Phase Ib/II Investigator Initiated Study of the IDH1-mutant inhibitor ivosidenib (AG120) with the BCL2 inhibitor venetoclax +/- azacitidine in IDH1-mutated hematologic malignancies

This phase Ib/II trial studies the side effects and best dose of venetoclax and how well
it works when given together with ivosidenib with or without azacitidine, in treating
patients with IDH1-mutated hematologic malignancies. Venetoclax and ivosidenib may stop
the growth of cancer cells by blocking some of the enzymes needed for cell growth. Drugs
used in chemotherapy, such as azacitidine, work in different ways to stop the growth of
cancer cells, either by killing the cells, by stopping them from dividing, or by stopping
them from spreading. Giving ivosidenib and venetoclax with azacitidine may work better in
treating patients with hematologic malignancies compared to ivosidenib and venetoclax
alone.

Inclusion Criteria:

1. Age > 18 years.

2. ECOG performance status of < 2.

3. IDH1-R132 mutated disease status as assessed by local laboratory. 2HG-producing IDH1
variants outside of R132 (i.e. R100) may be eligible after discussion with the PI.

4. Relapsed/refractory AML, or treatment-naïve patients with AML who are not eligible
for standard induction chemotherapy. Patients with high-risk MDS, MDS/MPN or MPN
(defined as > 10% bone marrow blasts, or intermediate or high risk by IPSS, R-IPSS
or D-IPSS) that have failed standard therapy may also be eligible after discussion
with the PI.

5. Adequate hepatic function (direct bilirubin < 2 x ULN, ALT and/or AST < 3x ULN)
unless deemed to be related to underlying leukemia.
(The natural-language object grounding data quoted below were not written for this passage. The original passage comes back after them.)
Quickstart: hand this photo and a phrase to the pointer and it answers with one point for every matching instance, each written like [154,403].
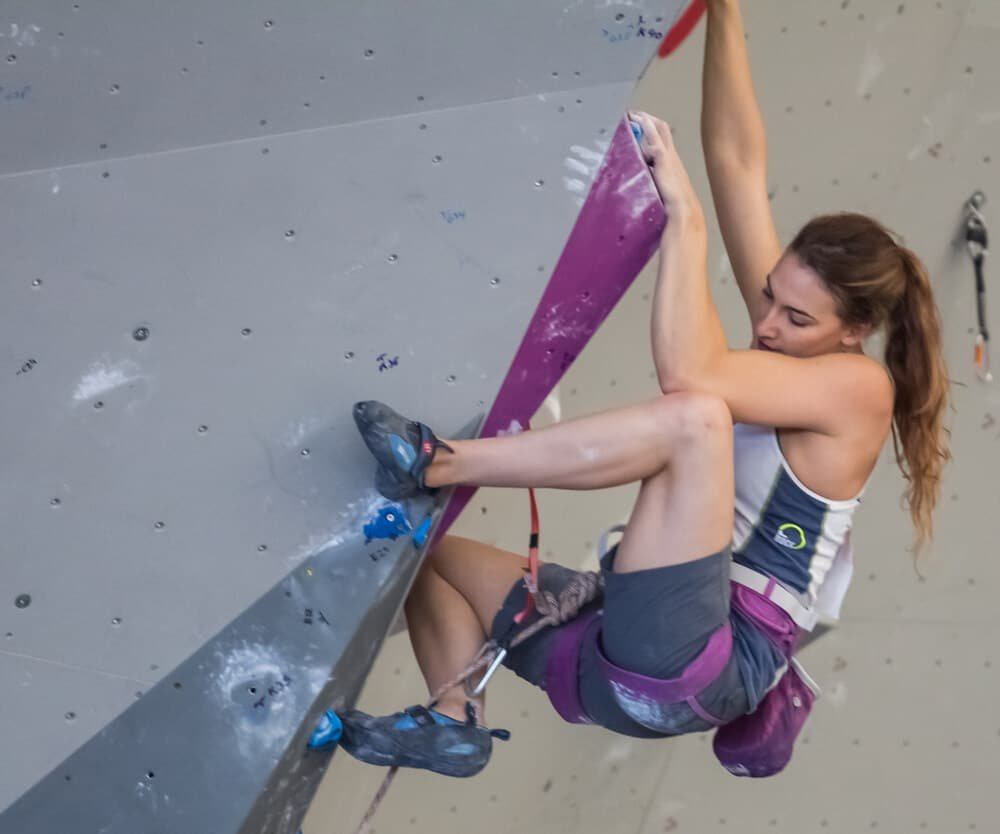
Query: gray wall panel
[188,312]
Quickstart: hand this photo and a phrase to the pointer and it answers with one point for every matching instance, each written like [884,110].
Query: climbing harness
[977,242]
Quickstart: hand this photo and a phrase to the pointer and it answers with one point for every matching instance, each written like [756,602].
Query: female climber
[751,464]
6. Adequate renal function including creatinine clearance > 30 ml/min based on the
Cockcroft-Gault equation.

7. Willing and able to provide informed consent

8. In the absence of rapidly proliferative disease, the interval from prior treatment
to time of initiation will be at least 7 days for cytotoxic or non-cytotoxic
(immunotherapy) agents.

9. Male subjects must agree to refrain from unprotected sex and sperm donation from
initial study drug administration until 90 days after the last dose of study drug.

Exclusion Criteria:

1. Patients with known allergy or hypersensitivity to ivosidenib or venetoclax.

2. Patients who have previously received either ivosidenib or venetoclax.
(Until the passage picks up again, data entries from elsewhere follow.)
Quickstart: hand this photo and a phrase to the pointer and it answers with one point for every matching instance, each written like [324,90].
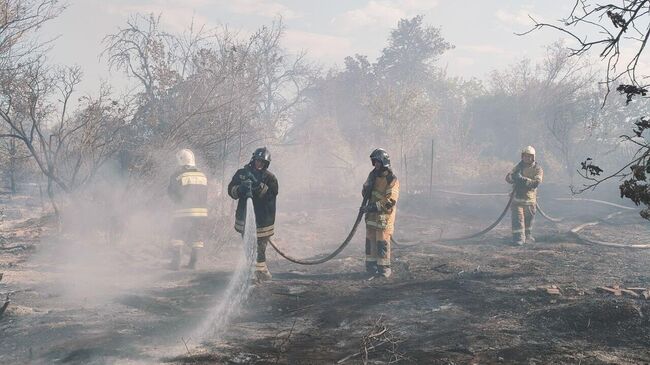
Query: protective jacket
[188,189]
[382,189]
[526,189]
[264,198]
3. Patients with any concurrent uncontrolled clinically significant medical condition
including infection, laboratory abnormality, or psychiatric illness, which could
place the patient at unacceptable risk of study treatment.

4. The use of other chemotherapeutic agents or anti-leukemic agents is not permitted
during study with the following exceptions (1) intrathecal chemotherapy for
prophylactic use or for controlled CNS leukemia. (2) use of hydroxyurea and/or one
dose of cytarabine (up to 2 g/m2) for patients with rapidly proliferative disease is
allowed before the start of study therapy and for the first four weeks on therapy.
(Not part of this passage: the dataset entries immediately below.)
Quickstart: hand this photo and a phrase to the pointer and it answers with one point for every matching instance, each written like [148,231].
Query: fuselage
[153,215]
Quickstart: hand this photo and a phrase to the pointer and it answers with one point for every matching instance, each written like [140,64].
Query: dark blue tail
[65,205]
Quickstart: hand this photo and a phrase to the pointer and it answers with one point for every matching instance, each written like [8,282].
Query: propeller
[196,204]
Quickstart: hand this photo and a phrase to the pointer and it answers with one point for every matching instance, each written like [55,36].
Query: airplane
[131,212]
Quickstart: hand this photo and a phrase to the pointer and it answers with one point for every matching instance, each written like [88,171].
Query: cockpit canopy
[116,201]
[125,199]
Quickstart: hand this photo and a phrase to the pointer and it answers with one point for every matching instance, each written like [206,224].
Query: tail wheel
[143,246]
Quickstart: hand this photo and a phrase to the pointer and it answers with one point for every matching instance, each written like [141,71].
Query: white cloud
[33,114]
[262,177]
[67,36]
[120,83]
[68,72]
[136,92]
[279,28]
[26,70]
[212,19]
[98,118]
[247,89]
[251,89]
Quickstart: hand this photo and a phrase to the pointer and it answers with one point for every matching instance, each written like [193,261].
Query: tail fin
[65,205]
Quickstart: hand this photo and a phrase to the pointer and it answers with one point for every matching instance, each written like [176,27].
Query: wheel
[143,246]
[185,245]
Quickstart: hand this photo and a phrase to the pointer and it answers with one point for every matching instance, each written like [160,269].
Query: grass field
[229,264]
5. Patients receiving concomitant strong CYP3A inducers (avasimibe, carbamazepine,
phenytoin, rifampin, rifabutin, St. John's wort) within 3 days of start of study
therapy.

6. Patients with active graft-versus-host-disease (GVHD) status post stem cell
transplant (patients without active GVHD on chronic suppressive immunosuppression
and/or phototherapy for chronic skin GVHD are permitted after discussion with the
PI).

7. Patients with any severe gastrointestinal or metabolic condition which could
interfere with the absorption of oral study medications.

8. Patients with a concurrent active malignancy under treatment.

9. QTc interval using Fridericia's formula (QTcF) > 450 msec. Bundle branch block and
prolonged QTc interval are permitted after discussion with the PI.

10. Known active hepatitis B (HBV) or Hepatitis C (HCV) infection or known HIV
infection.

11. Subject has a white blood cell count > 25 x 10⁹/L. (Note: Hydroxyurea is permitted
to meet this criterion.)

12. Nursing women, women of childbearing potential (WOCBP) with positive urine pregnancy
test, or women of childbearing potential who are not willing to maintain adequate
contraception a. Appropriate highly effective method(s) of contraception include
oral or injectable hormonal birth control, IUD, and double barrier methods (for
example a condom in combination with a spermicide).